Un altro mese e torneranno a vedere il loro figlio, mentre nel frattempo, chissà, gli scriveranno qualche lettera. In tutti i bar dei Paesi Baschi, infatti, accanto alle foto dei prigionieri di quella determinata cittadina, c’è sempre l’indirizzo del carcere dove sono rinchiusi; per far sentire loro, appunto, la vicinanza della gente attraverso poche righe scritte a mano.

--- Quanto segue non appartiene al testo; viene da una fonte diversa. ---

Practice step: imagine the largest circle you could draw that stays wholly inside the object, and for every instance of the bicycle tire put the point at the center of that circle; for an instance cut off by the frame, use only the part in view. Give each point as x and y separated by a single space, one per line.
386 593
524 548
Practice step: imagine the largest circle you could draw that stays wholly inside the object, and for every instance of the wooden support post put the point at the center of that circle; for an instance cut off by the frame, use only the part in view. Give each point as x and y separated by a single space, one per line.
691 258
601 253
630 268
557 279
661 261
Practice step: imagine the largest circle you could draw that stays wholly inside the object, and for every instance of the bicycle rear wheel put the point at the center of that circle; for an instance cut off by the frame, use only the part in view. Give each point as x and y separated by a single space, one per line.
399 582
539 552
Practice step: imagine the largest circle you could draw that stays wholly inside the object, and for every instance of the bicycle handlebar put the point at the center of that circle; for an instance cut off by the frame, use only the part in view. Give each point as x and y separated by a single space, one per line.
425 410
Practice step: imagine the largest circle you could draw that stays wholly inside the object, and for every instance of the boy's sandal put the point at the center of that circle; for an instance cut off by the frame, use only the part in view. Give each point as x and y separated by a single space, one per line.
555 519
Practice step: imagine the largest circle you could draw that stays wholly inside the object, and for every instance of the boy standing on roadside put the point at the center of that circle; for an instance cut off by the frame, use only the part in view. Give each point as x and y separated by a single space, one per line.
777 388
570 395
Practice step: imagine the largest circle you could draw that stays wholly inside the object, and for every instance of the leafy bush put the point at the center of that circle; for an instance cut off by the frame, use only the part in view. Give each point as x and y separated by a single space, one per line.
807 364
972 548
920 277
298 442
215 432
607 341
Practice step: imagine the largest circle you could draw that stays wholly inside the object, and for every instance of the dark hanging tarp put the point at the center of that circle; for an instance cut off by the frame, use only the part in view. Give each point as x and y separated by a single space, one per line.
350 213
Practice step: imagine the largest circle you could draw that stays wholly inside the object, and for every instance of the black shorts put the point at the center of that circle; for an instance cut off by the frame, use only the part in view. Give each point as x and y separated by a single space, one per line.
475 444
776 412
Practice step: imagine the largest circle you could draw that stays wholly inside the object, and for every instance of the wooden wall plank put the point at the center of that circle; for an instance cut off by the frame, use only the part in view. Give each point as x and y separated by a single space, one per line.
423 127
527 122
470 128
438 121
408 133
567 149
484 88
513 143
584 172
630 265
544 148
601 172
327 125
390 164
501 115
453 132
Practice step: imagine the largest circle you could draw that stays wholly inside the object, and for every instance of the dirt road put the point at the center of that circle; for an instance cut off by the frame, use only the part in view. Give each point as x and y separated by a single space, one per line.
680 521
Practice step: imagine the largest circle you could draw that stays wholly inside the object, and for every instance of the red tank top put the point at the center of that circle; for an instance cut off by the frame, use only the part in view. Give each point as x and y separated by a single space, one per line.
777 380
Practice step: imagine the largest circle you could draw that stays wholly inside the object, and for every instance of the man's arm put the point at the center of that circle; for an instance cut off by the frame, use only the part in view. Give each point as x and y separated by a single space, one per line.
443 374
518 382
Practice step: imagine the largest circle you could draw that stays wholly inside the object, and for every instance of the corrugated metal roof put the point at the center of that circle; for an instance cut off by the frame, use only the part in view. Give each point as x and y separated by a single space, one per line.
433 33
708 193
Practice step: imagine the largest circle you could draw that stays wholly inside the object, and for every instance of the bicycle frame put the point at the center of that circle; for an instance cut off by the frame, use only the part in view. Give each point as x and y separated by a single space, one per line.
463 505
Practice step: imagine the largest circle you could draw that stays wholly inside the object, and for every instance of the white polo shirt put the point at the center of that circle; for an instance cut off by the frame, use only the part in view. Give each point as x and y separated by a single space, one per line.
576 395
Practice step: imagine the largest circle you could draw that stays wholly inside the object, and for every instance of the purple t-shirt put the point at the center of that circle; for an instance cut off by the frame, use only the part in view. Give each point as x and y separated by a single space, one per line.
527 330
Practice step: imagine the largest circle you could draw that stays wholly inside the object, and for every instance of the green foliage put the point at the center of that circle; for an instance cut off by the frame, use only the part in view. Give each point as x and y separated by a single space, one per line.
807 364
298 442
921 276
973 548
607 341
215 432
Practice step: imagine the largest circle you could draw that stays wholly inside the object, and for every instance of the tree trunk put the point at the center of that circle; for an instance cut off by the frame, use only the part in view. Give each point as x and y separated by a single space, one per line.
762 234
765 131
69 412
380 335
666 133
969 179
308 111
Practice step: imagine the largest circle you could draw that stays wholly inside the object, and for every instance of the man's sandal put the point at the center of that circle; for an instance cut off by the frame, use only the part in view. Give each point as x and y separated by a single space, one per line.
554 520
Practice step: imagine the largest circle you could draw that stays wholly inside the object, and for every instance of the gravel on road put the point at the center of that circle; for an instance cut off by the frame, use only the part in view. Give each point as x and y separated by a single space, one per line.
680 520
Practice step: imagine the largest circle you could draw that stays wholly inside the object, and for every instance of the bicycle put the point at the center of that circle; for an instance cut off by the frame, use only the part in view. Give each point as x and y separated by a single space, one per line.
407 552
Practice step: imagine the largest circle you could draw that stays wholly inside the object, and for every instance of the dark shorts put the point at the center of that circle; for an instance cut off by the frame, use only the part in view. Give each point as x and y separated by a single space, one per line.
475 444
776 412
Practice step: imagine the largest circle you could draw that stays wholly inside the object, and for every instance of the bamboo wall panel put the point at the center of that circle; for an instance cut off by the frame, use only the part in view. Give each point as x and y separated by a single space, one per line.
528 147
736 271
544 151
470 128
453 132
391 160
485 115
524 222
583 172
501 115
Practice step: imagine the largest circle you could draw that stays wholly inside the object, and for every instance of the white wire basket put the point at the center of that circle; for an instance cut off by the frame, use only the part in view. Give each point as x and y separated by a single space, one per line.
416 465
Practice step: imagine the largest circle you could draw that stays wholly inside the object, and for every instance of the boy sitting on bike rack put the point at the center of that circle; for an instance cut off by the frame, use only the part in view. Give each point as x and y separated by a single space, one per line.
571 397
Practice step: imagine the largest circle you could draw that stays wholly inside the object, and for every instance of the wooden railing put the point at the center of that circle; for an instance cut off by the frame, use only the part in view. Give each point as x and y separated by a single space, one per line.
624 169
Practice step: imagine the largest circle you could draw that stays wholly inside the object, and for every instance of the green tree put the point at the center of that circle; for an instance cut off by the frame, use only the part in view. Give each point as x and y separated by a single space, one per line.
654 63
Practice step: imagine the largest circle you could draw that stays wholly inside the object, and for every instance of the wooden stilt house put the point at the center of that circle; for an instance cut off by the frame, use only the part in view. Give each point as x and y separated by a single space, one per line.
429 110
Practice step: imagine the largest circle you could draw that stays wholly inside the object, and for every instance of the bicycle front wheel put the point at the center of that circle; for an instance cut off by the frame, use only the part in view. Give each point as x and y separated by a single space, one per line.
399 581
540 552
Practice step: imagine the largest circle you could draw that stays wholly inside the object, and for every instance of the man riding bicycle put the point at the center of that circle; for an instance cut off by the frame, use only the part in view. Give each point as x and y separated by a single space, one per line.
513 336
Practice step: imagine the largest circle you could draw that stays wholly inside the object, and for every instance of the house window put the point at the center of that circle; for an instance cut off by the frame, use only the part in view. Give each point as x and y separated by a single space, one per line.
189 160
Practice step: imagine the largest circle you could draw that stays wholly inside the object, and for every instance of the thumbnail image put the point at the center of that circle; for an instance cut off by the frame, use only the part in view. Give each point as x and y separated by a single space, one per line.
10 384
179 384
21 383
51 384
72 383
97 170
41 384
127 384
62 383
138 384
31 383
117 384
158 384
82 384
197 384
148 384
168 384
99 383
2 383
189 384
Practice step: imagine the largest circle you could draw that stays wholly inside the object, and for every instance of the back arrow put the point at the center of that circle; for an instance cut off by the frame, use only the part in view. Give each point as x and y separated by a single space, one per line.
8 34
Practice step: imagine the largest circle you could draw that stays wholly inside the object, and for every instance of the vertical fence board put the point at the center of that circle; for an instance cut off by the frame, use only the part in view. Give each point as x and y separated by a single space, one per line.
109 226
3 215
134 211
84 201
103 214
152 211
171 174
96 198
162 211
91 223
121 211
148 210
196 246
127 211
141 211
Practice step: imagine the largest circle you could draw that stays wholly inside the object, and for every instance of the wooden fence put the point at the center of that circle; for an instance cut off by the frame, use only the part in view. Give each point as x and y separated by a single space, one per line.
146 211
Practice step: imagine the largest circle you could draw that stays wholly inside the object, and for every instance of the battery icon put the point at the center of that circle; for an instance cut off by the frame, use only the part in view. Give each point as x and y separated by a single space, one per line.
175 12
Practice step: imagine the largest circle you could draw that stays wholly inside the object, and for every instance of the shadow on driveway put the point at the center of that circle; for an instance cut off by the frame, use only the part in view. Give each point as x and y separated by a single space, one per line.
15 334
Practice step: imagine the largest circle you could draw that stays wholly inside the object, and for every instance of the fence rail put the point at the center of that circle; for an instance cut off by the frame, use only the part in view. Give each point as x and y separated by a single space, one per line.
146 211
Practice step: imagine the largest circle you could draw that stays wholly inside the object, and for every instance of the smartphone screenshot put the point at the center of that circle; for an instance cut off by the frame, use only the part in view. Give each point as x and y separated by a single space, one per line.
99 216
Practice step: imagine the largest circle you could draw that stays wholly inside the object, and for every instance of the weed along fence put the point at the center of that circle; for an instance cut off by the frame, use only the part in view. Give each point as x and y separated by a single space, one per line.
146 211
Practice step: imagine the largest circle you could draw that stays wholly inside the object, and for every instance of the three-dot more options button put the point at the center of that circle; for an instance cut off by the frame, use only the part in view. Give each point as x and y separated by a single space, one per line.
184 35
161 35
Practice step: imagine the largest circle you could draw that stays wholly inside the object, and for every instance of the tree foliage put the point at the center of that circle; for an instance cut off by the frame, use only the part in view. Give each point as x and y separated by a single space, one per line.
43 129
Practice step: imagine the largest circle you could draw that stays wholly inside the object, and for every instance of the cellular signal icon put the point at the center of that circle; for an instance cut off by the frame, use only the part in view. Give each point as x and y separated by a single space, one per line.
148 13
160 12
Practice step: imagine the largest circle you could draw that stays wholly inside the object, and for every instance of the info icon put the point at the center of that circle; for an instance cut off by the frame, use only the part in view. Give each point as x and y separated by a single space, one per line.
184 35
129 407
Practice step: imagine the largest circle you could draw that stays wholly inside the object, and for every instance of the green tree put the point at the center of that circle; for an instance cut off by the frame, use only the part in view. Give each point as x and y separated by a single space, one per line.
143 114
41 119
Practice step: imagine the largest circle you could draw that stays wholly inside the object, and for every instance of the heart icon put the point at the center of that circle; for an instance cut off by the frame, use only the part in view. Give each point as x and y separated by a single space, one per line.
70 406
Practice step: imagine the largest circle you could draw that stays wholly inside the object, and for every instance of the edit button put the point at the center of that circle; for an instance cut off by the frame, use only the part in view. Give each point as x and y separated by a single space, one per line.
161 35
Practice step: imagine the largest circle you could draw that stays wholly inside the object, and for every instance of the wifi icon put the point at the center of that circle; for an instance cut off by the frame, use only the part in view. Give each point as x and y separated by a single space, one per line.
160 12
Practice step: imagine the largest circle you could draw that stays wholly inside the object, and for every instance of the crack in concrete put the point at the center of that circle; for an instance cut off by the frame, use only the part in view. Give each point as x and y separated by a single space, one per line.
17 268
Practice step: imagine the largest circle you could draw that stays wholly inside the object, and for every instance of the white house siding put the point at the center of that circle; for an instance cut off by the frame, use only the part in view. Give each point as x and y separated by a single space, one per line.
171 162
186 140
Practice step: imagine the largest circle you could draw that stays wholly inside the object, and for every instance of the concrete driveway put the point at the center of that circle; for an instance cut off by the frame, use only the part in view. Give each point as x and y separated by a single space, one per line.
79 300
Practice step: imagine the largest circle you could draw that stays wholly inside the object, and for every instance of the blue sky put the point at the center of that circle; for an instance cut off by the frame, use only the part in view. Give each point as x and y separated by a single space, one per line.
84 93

Adesso siamo di ritorno verso Otxandio: stessa strada dell’andata, stesso deserto incontrato sul tragitto, specialmente arrampicandoci verso il Puerto di Sos. E sempre allo stesso bar-ostello dell’andata ci fermiamo di nuovo per mangiare quello che è avanzato dal nostro pranzo all’area di servizio. E per prenderci un altro caffé. Mamma Garces, Simona, mi chiede che impressione mi abbia fatto questa esperienza, e laconicamente le rispondo che “impazzirei se ogni mese dovessi passare un sabato così”. Ma non perché sia stancante; piuttosto, sono sincero, sapere che molti ragazzi invece di rilassarsi durante il weekend si prendono carico di sciropparsi 650 chilometri per accompagnare della gente a un carcere, beh, è un pensiero forte.
Mirentxin
La solidarietà, parola magica con cui abbiamo aperto questo racconto, si concretizza anche in altri modi: non ci sono solo i volontari di ciascuna cittadina a portare parenti o amici nelle varie carceri. Dal 1999, infatti, esiste l’associazione “Mirentxin”, che sempre attraverso gente volontaria offre dei passaggi, in furgone: e non sono mezzi scassati, come si potrebbe immaginare, ma nuovi di pacca, perché come dice un ragazzo di questa associazione “La sicurezza viene prima di tutto”. Il vantaggio, tuttavia, è che con queste “furgonetas” si possono trasportare più persone che non con una sola vettura: e poi è come una sorta di sostegno reciproco maggiorato. Non sono viaggi della speranza, quelli di “Mirentxin”: la gente si tiene compagnia, specie quando bisogna percorrere centinaia e centinaia di chilometri e soprattutto si risparmia sulle spese. Quando poi i furgoni raggiungono un determinato chilometraggio che li renderebbe meno sicuri, scatta un’altra gara di solidarietà: vengono messi all’asta tramite lotteria, e il vincitore se li porta a casa. Nel frattempo, però, altri soldi vengono raccolti. Insomma, gli aiuti, come certi viaggi per le “visitas”, nei Paesi Baschi non si fermano mai.